Animating Plots of Beer Ingredients and Sin Taxes over Time

December 21, 2016
By

(This article was first published on Shirin's playgRound, and kindly contributed to R-bloggers)

With the upcoming holidays, I thought it fitting to finally explore the ttbbeer package. It contains data on beer ingredients used in US breweries from 2006 to 2015 and on the (sin) tax rates for beer, champagne, distilled spirits, wine and various tobacco items since 1862.

I will be exploring these datasets and create animated plots with the animation package and the gganimate extension for ggplot2.

Merry R-Mas and Cheers! 🙂

(For full code see below…)


Beer materials since 2006

This dataset includes the monthly aggregates of ingredients as reported by the Beer Monthly Statistical Releases, the Brewer’s Report of Operations and the Quarterly Brewer’s Report of Operations from the US Alcohol and Tobacco Tax and Trade Bureau (TTB).

The following nine ingredients are listed:

  • Malt and malt products
  • Corn and corn products
  • Rice and rice products
  • Barley and barley products
  • Wheat and wheat products
  • Sugar and syrups
  • Dry hops
  • Hops extracts
  • Other ingredients, like flavors, etc.

All ingredient amounts are given in pounds.

I’m not only interested in the total amounts of ingredients that were used but also in the change compared to the previous month.

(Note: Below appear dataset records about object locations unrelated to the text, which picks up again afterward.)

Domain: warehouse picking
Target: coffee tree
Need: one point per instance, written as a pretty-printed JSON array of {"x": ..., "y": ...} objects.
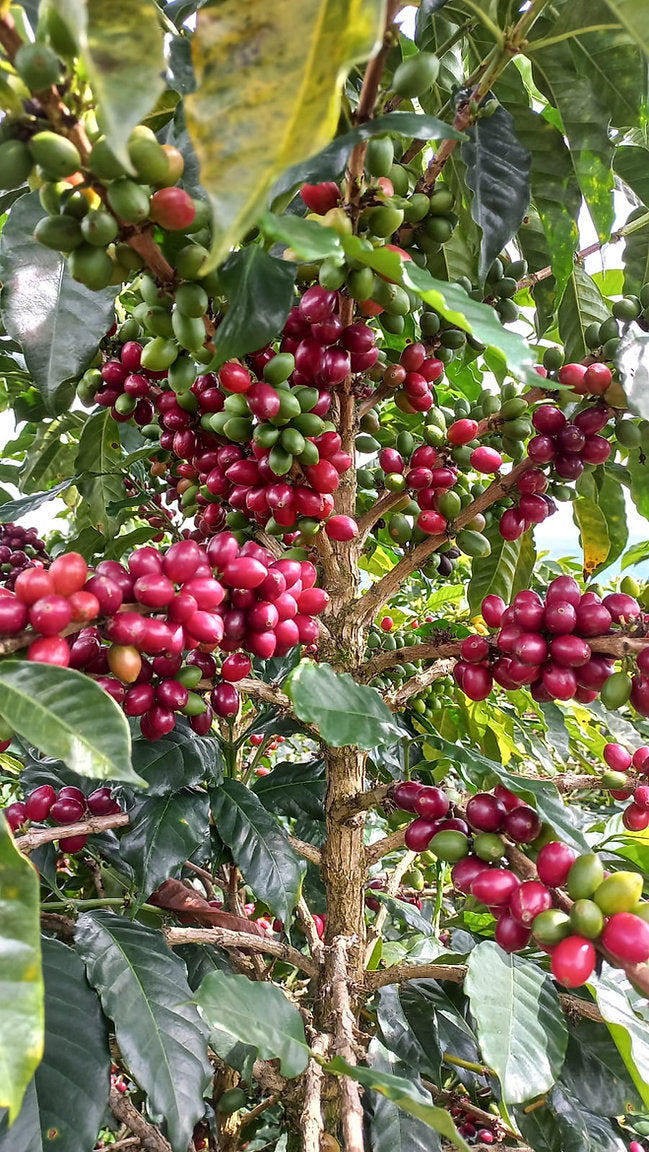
[{"x": 325, "y": 794}]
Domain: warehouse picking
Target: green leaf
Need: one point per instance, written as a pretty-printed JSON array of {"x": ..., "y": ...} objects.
[
  {"x": 540, "y": 794},
  {"x": 73, "y": 1080},
  {"x": 628, "y": 1030},
  {"x": 21, "y": 977},
  {"x": 498, "y": 174},
  {"x": 633, "y": 365},
  {"x": 308, "y": 239},
  {"x": 565, "y": 78},
  {"x": 582, "y": 304},
  {"x": 391, "y": 1128},
  {"x": 330, "y": 164},
  {"x": 58, "y": 321},
  {"x": 261, "y": 849},
  {"x": 69, "y": 717},
  {"x": 259, "y": 293},
  {"x": 98, "y": 459},
  {"x": 122, "y": 47},
  {"x": 505, "y": 571},
  {"x": 144, "y": 991},
  {"x": 163, "y": 833},
  {"x": 268, "y": 95},
  {"x": 521, "y": 1029},
  {"x": 257, "y": 1015},
  {"x": 15, "y": 509},
  {"x": 405, "y": 1093},
  {"x": 345, "y": 713},
  {"x": 634, "y": 16},
  {"x": 294, "y": 789},
  {"x": 453, "y": 303}
]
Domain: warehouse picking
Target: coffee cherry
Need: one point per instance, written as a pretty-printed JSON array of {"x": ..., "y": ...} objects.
[
  {"x": 573, "y": 961},
  {"x": 553, "y": 863},
  {"x": 627, "y": 938}
]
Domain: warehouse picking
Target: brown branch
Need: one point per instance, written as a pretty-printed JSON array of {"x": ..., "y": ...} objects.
[
  {"x": 377, "y": 596},
  {"x": 344, "y": 1045},
  {"x": 248, "y": 941},
  {"x": 38, "y": 836},
  {"x": 126, "y": 1112}
]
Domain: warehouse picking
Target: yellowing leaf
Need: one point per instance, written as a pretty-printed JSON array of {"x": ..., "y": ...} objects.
[{"x": 269, "y": 95}]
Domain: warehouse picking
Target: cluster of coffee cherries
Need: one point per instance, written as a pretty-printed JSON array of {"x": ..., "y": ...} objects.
[
  {"x": 163, "y": 616},
  {"x": 543, "y": 644},
  {"x": 20, "y": 547},
  {"x": 68, "y": 805},
  {"x": 621, "y": 786},
  {"x": 604, "y": 907}
]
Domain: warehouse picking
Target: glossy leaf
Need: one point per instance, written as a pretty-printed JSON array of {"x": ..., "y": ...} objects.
[
  {"x": 69, "y": 717},
  {"x": 402, "y": 1092},
  {"x": 344, "y": 712},
  {"x": 511, "y": 998},
  {"x": 293, "y": 788},
  {"x": 582, "y": 304},
  {"x": 58, "y": 321},
  {"x": 505, "y": 571},
  {"x": 69, "y": 1092},
  {"x": 144, "y": 991},
  {"x": 259, "y": 847},
  {"x": 259, "y": 293},
  {"x": 21, "y": 977},
  {"x": 254, "y": 1014},
  {"x": 163, "y": 833},
  {"x": 498, "y": 174},
  {"x": 122, "y": 47},
  {"x": 100, "y": 482},
  {"x": 453, "y": 303},
  {"x": 268, "y": 95},
  {"x": 330, "y": 163}
]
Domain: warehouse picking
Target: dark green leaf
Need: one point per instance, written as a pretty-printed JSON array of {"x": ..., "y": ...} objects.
[
  {"x": 15, "y": 509},
  {"x": 74, "y": 1077},
  {"x": 294, "y": 788},
  {"x": 21, "y": 978},
  {"x": 257, "y": 1015},
  {"x": 581, "y": 305},
  {"x": 404, "y": 1092},
  {"x": 58, "y": 321},
  {"x": 259, "y": 293},
  {"x": 144, "y": 991},
  {"x": 498, "y": 174},
  {"x": 98, "y": 460},
  {"x": 521, "y": 1029},
  {"x": 261, "y": 849},
  {"x": 342, "y": 711},
  {"x": 633, "y": 365},
  {"x": 68, "y": 717},
  {"x": 163, "y": 833},
  {"x": 330, "y": 163},
  {"x": 505, "y": 571}
]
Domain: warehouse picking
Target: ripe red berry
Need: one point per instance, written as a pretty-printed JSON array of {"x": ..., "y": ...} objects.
[
  {"x": 573, "y": 961},
  {"x": 553, "y": 863},
  {"x": 173, "y": 209}
]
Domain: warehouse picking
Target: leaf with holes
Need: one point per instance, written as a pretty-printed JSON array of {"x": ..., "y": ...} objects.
[
  {"x": 268, "y": 95},
  {"x": 21, "y": 977},
  {"x": 521, "y": 1029},
  {"x": 259, "y": 847},
  {"x": 57, "y": 321},
  {"x": 144, "y": 991},
  {"x": 241, "y": 1012},
  {"x": 498, "y": 174},
  {"x": 69, "y": 717}
]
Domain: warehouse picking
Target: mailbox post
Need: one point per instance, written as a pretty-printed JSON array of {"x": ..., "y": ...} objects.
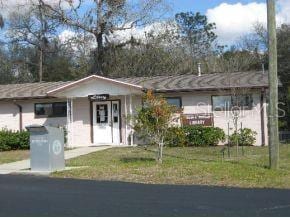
[{"x": 46, "y": 148}]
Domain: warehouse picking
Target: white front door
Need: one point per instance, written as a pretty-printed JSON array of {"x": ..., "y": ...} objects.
[{"x": 106, "y": 122}]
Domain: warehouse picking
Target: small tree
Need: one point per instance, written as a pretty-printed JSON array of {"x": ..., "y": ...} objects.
[{"x": 153, "y": 120}]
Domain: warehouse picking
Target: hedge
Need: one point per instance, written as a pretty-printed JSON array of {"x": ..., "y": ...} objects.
[
  {"x": 13, "y": 140},
  {"x": 196, "y": 135}
]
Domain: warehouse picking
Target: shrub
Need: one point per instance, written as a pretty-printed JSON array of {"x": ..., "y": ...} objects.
[
  {"x": 198, "y": 135},
  {"x": 13, "y": 140},
  {"x": 176, "y": 136},
  {"x": 244, "y": 137}
]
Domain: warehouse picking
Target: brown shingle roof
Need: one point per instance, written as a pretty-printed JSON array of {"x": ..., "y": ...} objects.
[
  {"x": 212, "y": 81},
  {"x": 186, "y": 82}
]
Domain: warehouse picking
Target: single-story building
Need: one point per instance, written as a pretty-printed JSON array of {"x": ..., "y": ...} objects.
[{"x": 94, "y": 109}]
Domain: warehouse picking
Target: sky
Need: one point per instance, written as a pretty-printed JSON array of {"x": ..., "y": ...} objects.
[{"x": 233, "y": 18}]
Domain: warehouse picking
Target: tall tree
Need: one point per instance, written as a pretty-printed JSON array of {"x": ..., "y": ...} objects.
[
  {"x": 33, "y": 28},
  {"x": 273, "y": 86},
  {"x": 196, "y": 32},
  {"x": 102, "y": 18}
]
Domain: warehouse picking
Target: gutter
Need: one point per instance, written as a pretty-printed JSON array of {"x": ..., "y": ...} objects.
[{"x": 20, "y": 115}]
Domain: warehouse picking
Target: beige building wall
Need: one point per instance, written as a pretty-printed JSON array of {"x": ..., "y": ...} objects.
[
  {"x": 9, "y": 116},
  {"x": 201, "y": 102},
  {"x": 10, "y": 119},
  {"x": 196, "y": 102}
]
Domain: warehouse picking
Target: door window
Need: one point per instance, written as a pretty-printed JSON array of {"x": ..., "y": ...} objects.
[
  {"x": 102, "y": 113},
  {"x": 115, "y": 113}
]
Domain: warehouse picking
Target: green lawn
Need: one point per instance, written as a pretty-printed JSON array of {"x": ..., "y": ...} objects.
[
  {"x": 11, "y": 156},
  {"x": 184, "y": 166}
]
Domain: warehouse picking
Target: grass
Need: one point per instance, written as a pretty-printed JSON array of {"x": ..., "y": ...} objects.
[
  {"x": 193, "y": 165},
  {"x": 11, "y": 156}
]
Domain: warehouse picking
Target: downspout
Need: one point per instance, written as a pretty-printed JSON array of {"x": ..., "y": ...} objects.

This, I’m calculating as the percent of change compared to the previous entry, starting with 0 in January 2006.

The first thing I wanted to know was how many ingredients were used in total each month. This probably gives a rough estimate of how much beer was produced that month.

The seasonal variation in ingredient use shows that more beer is produced in late spring/ early summer than in winter. Given that it takes about one to four months from production to the finished product, it fits my intuition that people drink more beer when it’s warm outside rather than in the cold of winter.

Now lets look at the ingredients separately. This plot shows the monthly sum of pounds for each ingredient:

We can see the following trends:

  • The seasonal trend in overall beer production is reflected in the individual ingredients
  • Barley and wheat use has been steadily increasing since 2006
  • Corn and corn products has spiked between 2008 and 2011 and slightly dropped since
  • Dry hops has two very prominent spikes in 2014 and 2015, we will look at these in more detail in the following figures
  • The use of hops extracts, malt and rice has slighty decreased since 2006
  • Sugar and syrup use has dropped of between 2006 and 2010 and has since been relatively stable, with the exception of two months in 2014 and 2015
  • Other additives, like flavors, have increased sharply since 2009; in the last two years their use shows extremely high variability between summer (many added) and winter (fewer added); this might be due to the popularity of craft beers and light summer variants.

We can see that barley use spikes every third month, except for a few outlier months. Dy hops is interesting as there are two very prominent spikes in December 2014 and in December 2015. In the same months we see a drop for corn, hops extracts, malt, other ingredients, sugar and syrups and wheat.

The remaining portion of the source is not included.